That was hilarious even before I clicked out of google reader to listen to it. Could we send that to greeksmatter or cyrillicsmatter?
We’re fresh off of six months of [kχʛɣʞɬgʞʞʞʜxkʞǁkxɣʞʞʞʞʜkɣʞʞgχʞʜχ ̚] here at our place in Beijing.
[weird aside: why does it come through as kχʛɣʞɬgʞʞʞʜxkʞǁkxɣʞʞʞʞʜkɣʞʞgχʞʜχ ̚ in google reader, but much tamer above?]
Looks the same in both the post and the comment to me. Not sure what’s up w/ Google on that one.
What the hell is that tool they’re using anyway? And six months? Good god, man.
I always assumed that was the sound a drill made as it was being pushed into concrete or brick walls.

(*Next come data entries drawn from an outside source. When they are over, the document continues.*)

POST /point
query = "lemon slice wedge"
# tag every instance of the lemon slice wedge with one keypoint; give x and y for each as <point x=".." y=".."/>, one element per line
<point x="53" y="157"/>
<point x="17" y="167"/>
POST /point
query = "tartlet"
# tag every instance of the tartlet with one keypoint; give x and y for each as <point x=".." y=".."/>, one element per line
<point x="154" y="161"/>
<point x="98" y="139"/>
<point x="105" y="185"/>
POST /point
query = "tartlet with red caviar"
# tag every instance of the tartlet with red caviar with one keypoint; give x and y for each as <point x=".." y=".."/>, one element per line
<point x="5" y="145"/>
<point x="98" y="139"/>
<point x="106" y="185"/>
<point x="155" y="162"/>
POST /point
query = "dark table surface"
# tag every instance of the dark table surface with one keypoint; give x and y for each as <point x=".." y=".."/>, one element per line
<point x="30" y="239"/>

When I read the email notification, I thought that it was a human speech transcription (being that IPA is for human speech sounds, and there being no indication that there is a sound recording included in the post). So I was going to comment that this sound is ubiquitous in China, almost always being followed by an unvoiced lingual-bilabial plosive (and then a splat as the phlegm hits the sidewalk, or linoleum, depending on whether you’re outside or in).
I was confused about the “tool” part.
Now that I understand what you’re talking about, I agree with Chris that it’s a drill on concrete (I’m not 100% sure though). That sound is pretty common up here in Jilin also.
Hi! I just wanted to let you know about my recently completed soundwalk project where local Shanghainese (in Shanghai dialect) talk about their memories of a location in Shanghai. Of course, it’s a bit deeper than this so please check out the project website for more info- http://www.growingupwithshanghai.com
I would love to heat what you think!
Thanks!
Terence
Hey Terence. I’m tossing a post up here to send people your way.
Anyway way to go. I’m enjoying the audio quite a bit.